Armament ( as Built) five 18" above water torpedo tubes with 7 torpedoes.
two 4.7" Mk5 C45 guns firing a 45lb shell to a range of 12,000 yards suing a propellant charge of a little under 9lbs, a good crew could fire 10 rounds a minute with this gun, four 6 pounder mk1 Hotchkiss guns, these fired a 6 pound shell to 9,000 yards and could be used against surface or aircraft targets, and a single Nordenfelt 5 barrel machine gun 
Crew 120 when new but would have been a little larger as a minesweeper - two torpedo tubes were removed for the conversion 
Harrier spent a fair bit of her time in the Mediterranean as a new ship, about 1905-6 she became a fisheries protection vessel and from this became the wartime minesweeper 
Post war Harrier may have been a navigation training ship before being sold into commercial use in 1921 - what became of her then is un-doc***ented but someone may well know.
Another image of her is HERE
Steve


----------



## ian d.cameron (Jul 3, 2005)

Hi Steve and dartmouth_green.
There appears to have been a HMS Harrier build in 1881, a two gun Schooner sold in 1888. but apart from that, nothing on her.
Regards
Ian


----------



## danube4 (Aug 20, 2005)

ian d.cameron said:


> Hi Steve and dartmouth_green.
> There appears to have been a HMS Harrier build in 1881, a two gun Schooner sold in 1888. but apart from that, nothing on her.
> Regards
> Ian


Dartmouth_Green, could this be what your looking for.

The seventh “HARRIER” was a wood built schooner yatch, specially purchased for £2874 in 1881 for the suppression of the East African slave traffic.
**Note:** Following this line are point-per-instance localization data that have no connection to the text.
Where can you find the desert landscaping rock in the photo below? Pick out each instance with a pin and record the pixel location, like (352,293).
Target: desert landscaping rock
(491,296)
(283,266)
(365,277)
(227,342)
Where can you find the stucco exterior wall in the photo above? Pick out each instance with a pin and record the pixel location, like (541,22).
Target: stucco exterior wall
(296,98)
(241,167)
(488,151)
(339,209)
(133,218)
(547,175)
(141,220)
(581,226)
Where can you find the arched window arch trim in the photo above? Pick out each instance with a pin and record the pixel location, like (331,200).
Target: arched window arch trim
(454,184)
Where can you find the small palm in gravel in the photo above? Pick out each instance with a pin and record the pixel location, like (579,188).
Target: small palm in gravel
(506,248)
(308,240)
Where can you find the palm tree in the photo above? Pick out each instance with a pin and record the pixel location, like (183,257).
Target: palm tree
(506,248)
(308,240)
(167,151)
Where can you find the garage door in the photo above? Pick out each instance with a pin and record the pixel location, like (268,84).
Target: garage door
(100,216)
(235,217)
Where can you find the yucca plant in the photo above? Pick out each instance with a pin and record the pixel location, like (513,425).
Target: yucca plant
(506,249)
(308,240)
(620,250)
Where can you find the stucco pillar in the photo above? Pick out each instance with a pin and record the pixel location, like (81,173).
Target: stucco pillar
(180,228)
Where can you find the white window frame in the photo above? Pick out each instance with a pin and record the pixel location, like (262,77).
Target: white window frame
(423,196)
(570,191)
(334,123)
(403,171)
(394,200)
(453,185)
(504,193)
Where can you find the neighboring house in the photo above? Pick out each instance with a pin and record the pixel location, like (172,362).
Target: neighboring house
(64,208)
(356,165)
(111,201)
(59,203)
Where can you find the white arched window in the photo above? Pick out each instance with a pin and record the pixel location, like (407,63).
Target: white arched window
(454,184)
She had been built at Cowes in 1872. She became of 190 tons after fitting out, and her length and beam were 92ft. and 19ft. In 1888, after some service on the Australian station, the “Harrier” was sold at Sydney to the London Missionary Society for £1200. The eighth “HARRIER” is a 2-gun twin-screw gunboat, launched at Devonport in 1894. She is of 1070 tons, 3500 horse- power, and 19 knots speed. Her length, beam, and draught are 250ft., 30ft., and 9ft. This vessel became a sea-going tender to the Portsmouth Navigation School. 

PORT BOW VIEW OF THE SCHOONER HMS HARRIER WHICH UNDERTOOK SURVEY WORK AND OTHER GENERAL DUTIES ON THE AUSTRALIA STATION. (NAVAL HISTORICAL COLLECTION


----------



## dartmouth_green (May 20, 2009)

*Thankyou*

(==D) Thankyou all so much for your help, it has helpped me a great deal, I have found the history of ships very interesting the more research I do.


----------



## Richard Maskiell (Apr 4, 2007)

The Harrier that was sold in Sydney in 1888 appears to be the vessel registered at Sydney in 1888, ON 93575, schooner of 120 tons and 93.4 x 18.6 feet, described as built in 1876 at Cowes. She was wrecked on the Great Barrier Reef near Cooktown in north Queensland on 24.7.1891.


----------